While we thus reject BOCA's two statutory arguments, see Part III, above, we leave the door slightly ajar with respect to the broader issue discussed in Part II, above. As to that issue, it is enough to say that, for purposes of preliminary relief, BOCA has not demonstrated a sufficient probability that it will succeed in distinguishing the BOCA CODE materials promulgated by Massachusetts in its building code from statutes and judicial opinions which, under existing law, may not receive copyright protection, see Part II, above.
Normally — even in an appeal from a preliminary injunction — we would expect to rule finally on such a "legal" issue.
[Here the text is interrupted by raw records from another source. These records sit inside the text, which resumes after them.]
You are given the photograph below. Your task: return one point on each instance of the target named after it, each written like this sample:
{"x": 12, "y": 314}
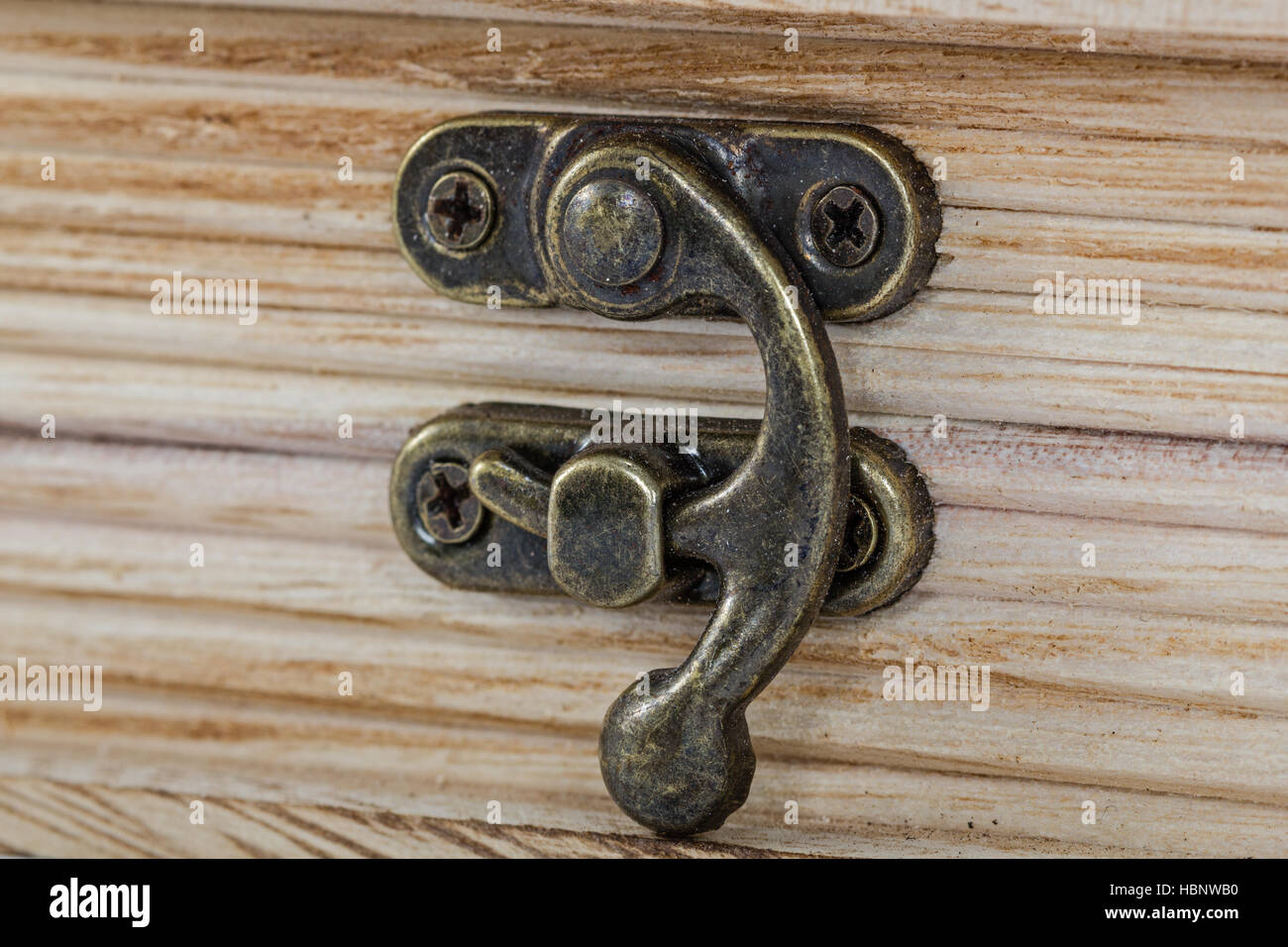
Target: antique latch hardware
{"x": 785, "y": 226}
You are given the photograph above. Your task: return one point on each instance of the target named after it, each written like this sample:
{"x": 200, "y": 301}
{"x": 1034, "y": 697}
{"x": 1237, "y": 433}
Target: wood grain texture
{"x": 210, "y": 748}
{"x": 1109, "y": 684}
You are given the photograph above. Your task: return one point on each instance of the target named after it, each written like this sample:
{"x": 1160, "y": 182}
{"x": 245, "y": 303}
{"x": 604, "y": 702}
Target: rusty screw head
{"x": 460, "y": 210}
{"x": 862, "y": 534}
{"x": 447, "y": 508}
{"x": 845, "y": 226}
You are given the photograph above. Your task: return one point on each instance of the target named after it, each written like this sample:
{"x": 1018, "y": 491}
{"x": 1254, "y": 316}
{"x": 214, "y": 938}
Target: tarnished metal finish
{"x": 518, "y": 449}
{"x": 447, "y": 508}
{"x": 845, "y": 226}
{"x": 635, "y": 219}
{"x": 459, "y": 210}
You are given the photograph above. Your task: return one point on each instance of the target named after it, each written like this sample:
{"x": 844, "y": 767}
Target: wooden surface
{"x": 1109, "y": 684}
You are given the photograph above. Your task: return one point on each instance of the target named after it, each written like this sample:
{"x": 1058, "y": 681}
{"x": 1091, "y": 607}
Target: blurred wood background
{"x": 1109, "y": 684}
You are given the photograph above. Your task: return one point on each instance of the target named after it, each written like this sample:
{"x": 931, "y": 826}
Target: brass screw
{"x": 459, "y": 210}
{"x": 447, "y": 508}
{"x": 845, "y": 226}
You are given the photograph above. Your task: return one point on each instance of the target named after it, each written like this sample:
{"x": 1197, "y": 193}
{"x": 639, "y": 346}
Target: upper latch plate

See, e. g., Natural Resources Defense Council v. Morton, 458 F.2d 827 (D.C. Cir. 1972). We think it inadvisable to do so here, however. In the lower court, the parties dealt but briefly with the matter, and the district court itself did not allude to it in its dictated opinion. The question is not only of first impression but may be of importance in view of a possible trend towards state and federal adoption, either by means of incorporation by reference or otherwise, of model codes. See 29 CFR 1910, 308-309, adopting as a federal regulation the National Electrical Code, a copyrighted code similar to the BOCA CODE. While it is hard to see how the public's essential due process right of free access to the law (including a necessary right freely to copy and circulate all or part of a given law for various purposes), can be reconciled with the exclusivity afforded a private copyright holder, we cannot altogether rule out the possibility that the simple rule of Wheaton v. Peters should be adapted in some as yet unknown manner to accommodate modern realities. Groups such as BOCA serve an important public function; arguably they do a better job than could the state alone in seeing that complex yet essential regulations are drafted, kept up to date and made available. Since the rule denying copyright protection to judicial opinions and statutes grew out of a much different set of circumstances than do these technical regulatory codes, we think BOCA should at least be allowed to argue its position fully on the basis of an evidentiary record, into which testimony and materials shedding light on the policy issues discussed herein may be placed. Accordingly, while we have serious doubts as to BOCA's ability to prevail, we leave the matter open for consideration by the district court when the merits are reached. Other issues not expressly foreclosed herein will, of course, also be available for consideration by the district court.
The order granting a preliminary injunction is reversed.